When I was shopping around for a smartphone a few years ago, I didn’t find much to like about Blackberry devices.  I looked at both iOS & Android devices and thought the UI & UX was very similar and didn’t impress me.  Then I saw Windows Phone 7 at Mobile World Congress and was intrigued.  It felt like a TRUE mobile operating system, not an app launcher.  The killer feature for me was the app design, what Microsoft was calling “Metro”.

Metro

Fast forward to 2013 and things are very different.  Android has evolved, drastically.  No longer can Windows Phone gloat about Live Tiles; Android’s widgets can do the same.  iOS has evolved too, not as dramatically as Android, but enough so that social integration into the OS is no longer just a Windows Phone thing. iPhones have Facebook, Twitter and so on through their OS as well.  While these features still seem better on Windows Phone, it no longer separates us from them.

Still, Windows Phone has one killer feature left; Metro.  Let’s be clear, Metro is MORE than just flat imagery or tiles.  It’s about typography, minimalism, landscape layout and content as the imagery.  And there’s more than one way to achieve it.  Look at the People hub then look at the USA Today app.  Similar and different.  One is utilizing black & white, the other, color.  One has no background, the other does.  All metro apps should be similar in function, but can still be quite different and recognizable on its own.  I would never confuse the USA Today app with the Amazon app.  Both use metro, but are very different.
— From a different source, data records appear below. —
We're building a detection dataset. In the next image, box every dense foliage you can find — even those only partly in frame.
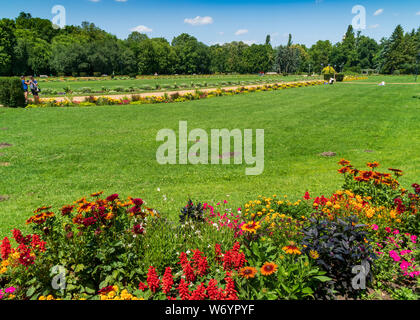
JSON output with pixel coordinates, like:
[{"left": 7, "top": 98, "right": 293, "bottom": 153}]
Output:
[
  {"left": 0, "top": 13, "right": 420, "bottom": 76},
  {"left": 0, "top": 159, "right": 420, "bottom": 300}
]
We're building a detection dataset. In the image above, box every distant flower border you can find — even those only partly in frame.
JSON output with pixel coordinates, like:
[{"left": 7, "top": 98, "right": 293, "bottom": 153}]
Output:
[{"left": 26, "top": 80, "right": 328, "bottom": 109}]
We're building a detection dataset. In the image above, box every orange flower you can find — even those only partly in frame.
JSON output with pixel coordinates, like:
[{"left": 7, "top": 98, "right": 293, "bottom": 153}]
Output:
[
  {"left": 282, "top": 242, "right": 302, "bottom": 255},
  {"left": 242, "top": 221, "right": 261, "bottom": 233},
  {"left": 338, "top": 159, "right": 350, "bottom": 167},
  {"left": 239, "top": 267, "right": 257, "bottom": 279},
  {"left": 260, "top": 262, "right": 278, "bottom": 276}
]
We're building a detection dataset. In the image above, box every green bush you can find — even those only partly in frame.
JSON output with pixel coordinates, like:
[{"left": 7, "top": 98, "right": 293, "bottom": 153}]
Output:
[
  {"left": 335, "top": 73, "right": 344, "bottom": 82},
  {"left": 0, "top": 78, "right": 25, "bottom": 108}
]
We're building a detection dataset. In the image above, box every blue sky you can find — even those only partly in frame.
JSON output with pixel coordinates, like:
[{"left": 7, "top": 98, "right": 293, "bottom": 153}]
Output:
[{"left": 0, "top": 0, "right": 420, "bottom": 46}]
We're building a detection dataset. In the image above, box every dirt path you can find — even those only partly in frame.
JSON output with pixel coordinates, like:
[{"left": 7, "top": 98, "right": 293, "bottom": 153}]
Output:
[
  {"left": 342, "top": 81, "right": 420, "bottom": 86},
  {"left": 41, "top": 80, "right": 314, "bottom": 102}
]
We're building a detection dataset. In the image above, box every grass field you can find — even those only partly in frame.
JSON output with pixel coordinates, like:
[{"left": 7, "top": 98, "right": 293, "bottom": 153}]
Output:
[
  {"left": 0, "top": 79, "right": 420, "bottom": 237},
  {"left": 40, "top": 75, "right": 319, "bottom": 97}
]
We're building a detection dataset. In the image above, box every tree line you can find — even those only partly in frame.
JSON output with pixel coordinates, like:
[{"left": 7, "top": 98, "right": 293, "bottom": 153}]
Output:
[{"left": 0, "top": 12, "right": 420, "bottom": 76}]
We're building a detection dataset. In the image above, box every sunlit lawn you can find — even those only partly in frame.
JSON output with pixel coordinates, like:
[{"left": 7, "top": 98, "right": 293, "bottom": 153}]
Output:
[{"left": 0, "top": 79, "right": 420, "bottom": 236}]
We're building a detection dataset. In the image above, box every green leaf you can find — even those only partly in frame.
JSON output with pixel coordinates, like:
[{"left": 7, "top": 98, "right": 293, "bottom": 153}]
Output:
[
  {"left": 314, "top": 276, "right": 332, "bottom": 282},
  {"left": 26, "top": 286, "right": 36, "bottom": 297}
]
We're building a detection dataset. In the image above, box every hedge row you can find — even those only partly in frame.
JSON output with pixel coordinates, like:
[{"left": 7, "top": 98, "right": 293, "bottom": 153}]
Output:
[{"left": 0, "top": 78, "right": 25, "bottom": 108}]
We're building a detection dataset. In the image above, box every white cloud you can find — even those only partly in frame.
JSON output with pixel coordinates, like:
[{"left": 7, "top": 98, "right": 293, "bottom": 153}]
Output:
[
  {"left": 235, "top": 29, "right": 248, "bottom": 36},
  {"left": 184, "top": 16, "right": 213, "bottom": 26},
  {"left": 130, "top": 26, "right": 153, "bottom": 33},
  {"left": 373, "top": 9, "right": 384, "bottom": 16}
]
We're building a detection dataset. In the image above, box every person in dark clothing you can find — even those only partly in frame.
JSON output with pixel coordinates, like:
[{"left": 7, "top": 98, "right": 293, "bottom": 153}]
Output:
[
  {"left": 20, "top": 76, "right": 29, "bottom": 103},
  {"left": 29, "top": 77, "right": 40, "bottom": 104}
]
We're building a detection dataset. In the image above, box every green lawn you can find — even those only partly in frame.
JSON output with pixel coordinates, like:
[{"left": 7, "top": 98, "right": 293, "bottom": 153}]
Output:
[
  {"left": 40, "top": 75, "right": 319, "bottom": 97},
  {"left": 0, "top": 81, "right": 420, "bottom": 236}
]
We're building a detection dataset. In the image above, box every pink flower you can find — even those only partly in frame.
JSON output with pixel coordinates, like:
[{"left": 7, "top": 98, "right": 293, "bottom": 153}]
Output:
[
  {"left": 4, "top": 287, "right": 16, "bottom": 293},
  {"left": 389, "top": 250, "right": 401, "bottom": 262},
  {"left": 400, "top": 250, "right": 413, "bottom": 256}
]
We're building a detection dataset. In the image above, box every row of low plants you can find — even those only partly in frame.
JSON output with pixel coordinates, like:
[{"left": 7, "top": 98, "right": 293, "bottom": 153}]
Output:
[
  {"left": 0, "top": 159, "right": 420, "bottom": 300},
  {"left": 40, "top": 74, "right": 316, "bottom": 82},
  {"left": 42, "top": 78, "right": 318, "bottom": 95},
  {"left": 27, "top": 80, "right": 324, "bottom": 108}
]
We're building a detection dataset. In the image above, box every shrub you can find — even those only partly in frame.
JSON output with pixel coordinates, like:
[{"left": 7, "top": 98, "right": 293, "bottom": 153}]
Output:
[
  {"left": 0, "top": 78, "right": 25, "bottom": 108},
  {"left": 322, "top": 66, "right": 337, "bottom": 75},
  {"left": 80, "top": 87, "right": 92, "bottom": 93},
  {"left": 302, "top": 216, "right": 376, "bottom": 295},
  {"left": 335, "top": 73, "right": 344, "bottom": 82}
]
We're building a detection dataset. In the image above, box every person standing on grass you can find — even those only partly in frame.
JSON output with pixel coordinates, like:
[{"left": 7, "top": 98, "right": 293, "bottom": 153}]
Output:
[
  {"left": 29, "top": 77, "right": 41, "bottom": 104},
  {"left": 20, "top": 76, "right": 29, "bottom": 103}
]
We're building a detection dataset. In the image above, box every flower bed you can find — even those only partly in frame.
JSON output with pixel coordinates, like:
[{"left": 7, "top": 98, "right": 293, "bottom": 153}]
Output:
[
  {"left": 26, "top": 80, "right": 324, "bottom": 108},
  {"left": 0, "top": 159, "right": 420, "bottom": 300}
]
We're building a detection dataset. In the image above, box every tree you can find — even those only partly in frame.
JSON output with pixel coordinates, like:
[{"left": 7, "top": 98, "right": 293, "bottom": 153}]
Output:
[
  {"left": 0, "top": 19, "right": 16, "bottom": 75},
  {"left": 172, "top": 33, "right": 210, "bottom": 74}
]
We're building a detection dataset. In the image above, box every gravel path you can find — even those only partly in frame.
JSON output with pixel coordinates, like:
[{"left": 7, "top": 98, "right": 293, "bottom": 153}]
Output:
[{"left": 41, "top": 80, "right": 320, "bottom": 102}]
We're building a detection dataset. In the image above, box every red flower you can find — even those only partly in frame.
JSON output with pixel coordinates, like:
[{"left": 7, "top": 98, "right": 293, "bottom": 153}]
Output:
[
  {"left": 224, "top": 273, "right": 238, "bottom": 300},
  {"left": 31, "top": 234, "right": 47, "bottom": 252},
  {"left": 190, "top": 283, "right": 207, "bottom": 301},
  {"left": 12, "top": 229, "right": 24, "bottom": 244},
  {"left": 162, "top": 267, "right": 174, "bottom": 294},
  {"left": 98, "top": 286, "right": 114, "bottom": 294},
  {"left": 147, "top": 266, "right": 160, "bottom": 293},
  {"left": 0, "top": 237, "right": 12, "bottom": 260},
  {"left": 193, "top": 250, "right": 209, "bottom": 277},
  {"left": 214, "top": 243, "right": 223, "bottom": 262},
  {"left": 106, "top": 193, "right": 119, "bottom": 202},
  {"left": 179, "top": 252, "right": 196, "bottom": 282},
  {"left": 223, "top": 242, "right": 247, "bottom": 271},
  {"left": 177, "top": 279, "right": 190, "bottom": 300},
  {"left": 18, "top": 243, "right": 35, "bottom": 267},
  {"left": 139, "top": 282, "right": 149, "bottom": 291},
  {"left": 206, "top": 279, "right": 222, "bottom": 300}
]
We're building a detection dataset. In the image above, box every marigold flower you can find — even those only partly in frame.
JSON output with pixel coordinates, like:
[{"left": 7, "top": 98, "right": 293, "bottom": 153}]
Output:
[
  {"left": 282, "top": 242, "right": 302, "bottom": 255},
  {"left": 260, "top": 262, "right": 278, "bottom": 276},
  {"left": 239, "top": 267, "right": 257, "bottom": 279},
  {"left": 309, "top": 250, "right": 319, "bottom": 260}
]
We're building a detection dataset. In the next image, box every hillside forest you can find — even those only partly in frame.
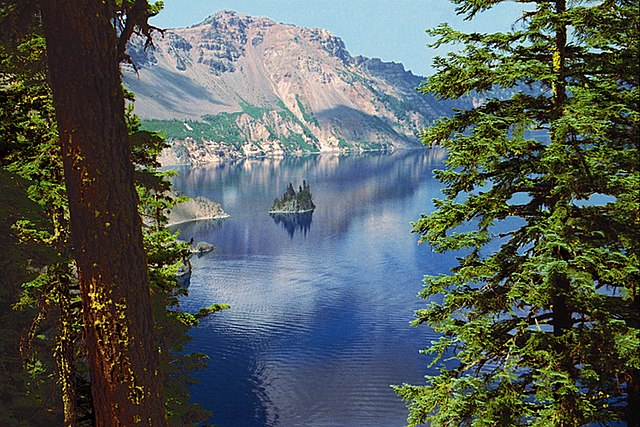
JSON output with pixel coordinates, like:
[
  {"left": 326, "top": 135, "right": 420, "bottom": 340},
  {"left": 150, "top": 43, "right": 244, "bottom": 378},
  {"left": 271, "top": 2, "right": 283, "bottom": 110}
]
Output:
[{"left": 0, "top": 0, "right": 640, "bottom": 427}]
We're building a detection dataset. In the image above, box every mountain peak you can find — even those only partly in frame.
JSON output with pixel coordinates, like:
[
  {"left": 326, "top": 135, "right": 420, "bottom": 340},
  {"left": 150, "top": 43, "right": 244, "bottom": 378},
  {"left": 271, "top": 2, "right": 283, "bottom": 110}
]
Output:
[
  {"left": 123, "top": 10, "right": 456, "bottom": 166},
  {"left": 194, "top": 9, "right": 252, "bottom": 28}
]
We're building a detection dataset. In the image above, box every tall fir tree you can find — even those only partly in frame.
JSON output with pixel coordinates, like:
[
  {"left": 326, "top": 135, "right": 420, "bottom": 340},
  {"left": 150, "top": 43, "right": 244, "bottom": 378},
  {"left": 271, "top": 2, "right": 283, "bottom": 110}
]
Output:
[
  {"left": 0, "top": 1, "right": 225, "bottom": 426},
  {"left": 396, "top": 0, "right": 640, "bottom": 427}
]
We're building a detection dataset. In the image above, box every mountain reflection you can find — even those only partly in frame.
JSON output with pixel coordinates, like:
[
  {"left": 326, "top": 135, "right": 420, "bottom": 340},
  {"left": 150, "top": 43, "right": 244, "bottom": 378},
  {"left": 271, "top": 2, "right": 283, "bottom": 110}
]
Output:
[
  {"left": 269, "top": 212, "right": 313, "bottom": 239},
  {"left": 174, "top": 148, "right": 445, "bottom": 236}
]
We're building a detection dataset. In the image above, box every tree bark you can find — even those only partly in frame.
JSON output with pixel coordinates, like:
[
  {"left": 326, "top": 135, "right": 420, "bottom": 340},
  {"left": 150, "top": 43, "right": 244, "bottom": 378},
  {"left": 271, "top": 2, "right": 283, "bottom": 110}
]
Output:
[{"left": 42, "top": 0, "right": 167, "bottom": 427}]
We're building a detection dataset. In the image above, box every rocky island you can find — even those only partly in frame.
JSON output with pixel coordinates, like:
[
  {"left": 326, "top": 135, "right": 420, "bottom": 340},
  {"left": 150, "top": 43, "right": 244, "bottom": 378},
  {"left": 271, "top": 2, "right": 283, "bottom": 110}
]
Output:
[{"left": 269, "top": 181, "right": 316, "bottom": 214}]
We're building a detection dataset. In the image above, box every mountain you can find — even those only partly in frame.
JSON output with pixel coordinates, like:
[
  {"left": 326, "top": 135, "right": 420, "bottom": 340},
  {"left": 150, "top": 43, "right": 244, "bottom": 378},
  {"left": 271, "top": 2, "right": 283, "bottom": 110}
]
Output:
[{"left": 123, "top": 11, "right": 451, "bottom": 164}]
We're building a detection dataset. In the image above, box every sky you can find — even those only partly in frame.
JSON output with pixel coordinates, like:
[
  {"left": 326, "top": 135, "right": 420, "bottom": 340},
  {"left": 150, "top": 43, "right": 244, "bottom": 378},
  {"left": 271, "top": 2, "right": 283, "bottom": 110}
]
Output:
[{"left": 152, "top": 0, "right": 522, "bottom": 76}]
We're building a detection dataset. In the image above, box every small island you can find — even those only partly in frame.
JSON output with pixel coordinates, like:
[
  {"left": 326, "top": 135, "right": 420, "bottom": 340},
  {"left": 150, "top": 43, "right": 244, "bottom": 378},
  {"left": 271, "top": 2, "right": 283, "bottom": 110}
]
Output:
[{"left": 269, "top": 181, "right": 316, "bottom": 214}]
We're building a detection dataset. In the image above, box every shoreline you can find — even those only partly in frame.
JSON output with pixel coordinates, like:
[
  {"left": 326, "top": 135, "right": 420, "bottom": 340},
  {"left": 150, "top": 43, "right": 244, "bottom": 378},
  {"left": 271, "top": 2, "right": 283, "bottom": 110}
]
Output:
[
  {"left": 159, "top": 145, "right": 428, "bottom": 170},
  {"left": 165, "top": 214, "right": 231, "bottom": 228},
  {"left": 269, "top": 209, "right": 315, "bottom": 215}
]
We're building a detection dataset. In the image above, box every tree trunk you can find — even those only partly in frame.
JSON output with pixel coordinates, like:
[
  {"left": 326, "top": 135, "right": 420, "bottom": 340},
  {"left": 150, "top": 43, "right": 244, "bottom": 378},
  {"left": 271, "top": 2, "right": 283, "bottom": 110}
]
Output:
[{"left": 42, "top": 0, "right": 166, "bottom": 427}]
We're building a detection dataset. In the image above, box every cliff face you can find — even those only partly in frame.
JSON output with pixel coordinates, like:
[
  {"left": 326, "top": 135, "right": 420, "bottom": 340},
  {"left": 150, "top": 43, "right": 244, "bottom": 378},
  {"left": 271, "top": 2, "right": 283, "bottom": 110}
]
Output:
[{"left": 123, "top": 12, "right": 450, "bottom": 164}]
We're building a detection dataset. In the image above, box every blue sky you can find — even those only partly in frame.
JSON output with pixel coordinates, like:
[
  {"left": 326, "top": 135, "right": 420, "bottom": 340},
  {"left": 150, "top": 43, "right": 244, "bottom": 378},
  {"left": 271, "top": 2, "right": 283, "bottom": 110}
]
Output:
[{"left": 152, "top": 0, "right": 522, "bottom": 76}]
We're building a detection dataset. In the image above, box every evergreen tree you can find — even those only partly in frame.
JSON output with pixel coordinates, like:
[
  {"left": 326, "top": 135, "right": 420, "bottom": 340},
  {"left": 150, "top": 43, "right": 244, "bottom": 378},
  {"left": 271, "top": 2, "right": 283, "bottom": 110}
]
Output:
[
  {"left": 396, "top": 0, "right": 640, "bottom": 426},
  {"left": 0, "top": 2, "right": 225, "bottom": 426}
]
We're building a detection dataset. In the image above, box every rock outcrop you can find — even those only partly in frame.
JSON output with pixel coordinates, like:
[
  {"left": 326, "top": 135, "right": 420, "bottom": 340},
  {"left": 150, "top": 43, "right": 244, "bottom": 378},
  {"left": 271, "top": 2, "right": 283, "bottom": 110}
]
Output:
[
  {"left": 269, "top": 181, "right": 316, "bottom": 214},
  {"left": 123, "top": 11, "right": 451, "bottom": 165},
  {"left": 168, "top": 197, "right": 229, "bottom": 225}
]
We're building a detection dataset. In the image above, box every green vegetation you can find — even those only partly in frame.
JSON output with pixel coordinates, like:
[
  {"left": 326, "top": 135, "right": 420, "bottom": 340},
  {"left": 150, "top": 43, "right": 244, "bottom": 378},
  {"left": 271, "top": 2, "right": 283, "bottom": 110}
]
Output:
[
  {"left": 141, "top": 113, "right": 246, "bottom": 149},
  {"left": 141, "top": 100, "right": 318, "bottom": 153},
  {"left": 396, "top": 0, "right": 640, "bottom": 427},
  {"left": 269, "top": 181, "right": 316, "bottom": 213},
  {"left": 0, "top": 2, "right": 225, "bottom": 426}
]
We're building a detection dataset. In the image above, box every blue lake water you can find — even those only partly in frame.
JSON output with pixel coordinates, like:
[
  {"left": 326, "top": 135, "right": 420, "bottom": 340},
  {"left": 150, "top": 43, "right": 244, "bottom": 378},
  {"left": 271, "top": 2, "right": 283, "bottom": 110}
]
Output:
[{"left": 168, "top": 150, "right": 455, "bottom": 427}]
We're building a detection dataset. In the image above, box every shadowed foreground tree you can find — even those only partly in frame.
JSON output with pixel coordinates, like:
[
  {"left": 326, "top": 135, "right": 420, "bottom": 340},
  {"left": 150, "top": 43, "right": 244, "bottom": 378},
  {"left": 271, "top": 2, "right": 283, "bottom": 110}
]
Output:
[
  {"left": 396, "top": 0, "right": 640, "bottom": 427},
  {"left": 41, "top": 0, "right": 166, "bottom": 426}
]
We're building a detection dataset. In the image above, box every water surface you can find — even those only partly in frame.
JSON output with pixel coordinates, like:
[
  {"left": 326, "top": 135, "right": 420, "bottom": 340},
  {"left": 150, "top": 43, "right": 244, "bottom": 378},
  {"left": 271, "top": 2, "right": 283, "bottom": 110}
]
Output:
[{"left": 170, "top": 150, "right": 454, "bottom": 427}]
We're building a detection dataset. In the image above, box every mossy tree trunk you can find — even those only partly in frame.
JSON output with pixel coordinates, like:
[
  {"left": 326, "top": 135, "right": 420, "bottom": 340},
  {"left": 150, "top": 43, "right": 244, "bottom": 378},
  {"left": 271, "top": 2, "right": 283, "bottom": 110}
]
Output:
[{"left": 42, "top": 0, "right": 166, "bottom": 427}]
Then comes Facebook Beta.  An app almost identical to it’s Android & iOS counterparts. One of the hosts of the recent WP Central podcast said the Facebook app does have metro elements…  I spit my coffee out when I heard this. He cited the flat look of the graphics as being metro.  Again, metro is SO much more than that.  While it’s good that OFFICIAL apps are finally making their way to Windows Phone, if they are no longer following the metro design principles, then what separates Windows Phone from the other mobile operating systems?